You may not have realized that the Americans with Care Act, also known as Health Care Reform or “Obamacare”, will be administered and enforced by the Internal Revenue Service. It’s true! Over 19,000 IRS agents have to be hired as part of the Act to make sure people buy the mandated health insurance, OR pay the fine for not having insurance, as tracked on your tax returns. A major step toward this end is taking place in Washington as the IRS has issued rules for non-profit hospitals in regards to their billing practices. You can view the proposed rules at the Federal registry: https://www.federalregister.gov/articles/2012/10/16/2012-25298/additional-requirements-for-charitable-hospitals-hearing ACA International has filed comments with the IRS that matter to those in the billing and A/R cycle for charitable hospitals. As with many, if not all government regulations and rules, there is confusion and duplicity in the intended and unintended consequences. ACA has proposed a number of clarifications, which I will summarize here:
- Clarify regulator and statutory authority. Which law do we all follow, and when, and why? There seems to be a number of conflicting rules. Will there be pre-emption with duplicate laws?

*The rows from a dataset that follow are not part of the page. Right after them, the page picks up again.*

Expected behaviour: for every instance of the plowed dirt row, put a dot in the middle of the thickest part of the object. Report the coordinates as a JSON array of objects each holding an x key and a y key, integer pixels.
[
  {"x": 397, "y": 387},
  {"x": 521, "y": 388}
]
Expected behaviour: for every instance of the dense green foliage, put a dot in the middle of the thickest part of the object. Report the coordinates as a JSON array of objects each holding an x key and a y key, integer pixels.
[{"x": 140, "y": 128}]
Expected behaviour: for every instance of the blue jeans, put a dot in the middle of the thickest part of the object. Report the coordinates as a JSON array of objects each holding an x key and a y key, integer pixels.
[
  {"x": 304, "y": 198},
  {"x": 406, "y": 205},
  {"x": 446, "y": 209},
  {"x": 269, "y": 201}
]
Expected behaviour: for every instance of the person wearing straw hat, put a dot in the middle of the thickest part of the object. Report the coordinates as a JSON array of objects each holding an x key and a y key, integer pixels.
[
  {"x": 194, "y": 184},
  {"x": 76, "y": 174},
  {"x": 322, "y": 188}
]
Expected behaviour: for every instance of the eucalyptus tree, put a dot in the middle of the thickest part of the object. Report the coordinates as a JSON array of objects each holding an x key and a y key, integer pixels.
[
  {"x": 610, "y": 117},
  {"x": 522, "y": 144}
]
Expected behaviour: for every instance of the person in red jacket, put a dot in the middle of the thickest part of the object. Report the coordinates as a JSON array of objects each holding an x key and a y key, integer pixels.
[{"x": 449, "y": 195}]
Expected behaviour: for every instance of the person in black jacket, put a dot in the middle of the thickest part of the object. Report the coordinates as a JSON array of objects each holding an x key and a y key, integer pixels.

- Reduce notification and application periods. Under the proposed rules, a patient will have 120 days after service where no collection activity can take place, and another 120 days after that where the patient can ask for charity at any time and all billing and collection activity must cease.
- Require patients to cooperate with the charity procedures. Under these rules, it looks like the patient can stop all billing and collection efforts any time for an unlimited amount of time by asking for a charity application. The patient is not required to do anything other than request the application, and the hospital can’t move forward until the app is returned?
- And my “favorite”, clasifying credit reporting as an “extreme collection method” and a prohibited practice during the 240+ days after service.
And this is not everything proposed by the IRS to make our health care system better, cheaper, and more efficient. Just to comment on the last item above from my perspective: If credit reporting is to be called an “extreme collection method” in the same category as lawsuits, wage garnishments and property liens, as proposed by the IRS for charitable hospitals, how long before this is applied to all health care debt? And how long before wage garnishments and liens are prohibited as “extreme” for all health care debt? And then any debt? At what point does a person need to pay for their debts at all if there is no credit reporting or consequences? You may think I am over reacting, but I would ask you to research the power brokers in Washington currently in the areas of consumer protection. They want to eliminate cedit reporting and all collection efforts for medical debt, period. It has already been proposed in congress several times. Now, it doesn’t have to go to a vote since it is in the rules of a constitutionally approved program! When people don’t have to pay for something, those goods or services do NOT become cheaper! As I was told many years ago; If you think health care is expensive now, wait until it’s free!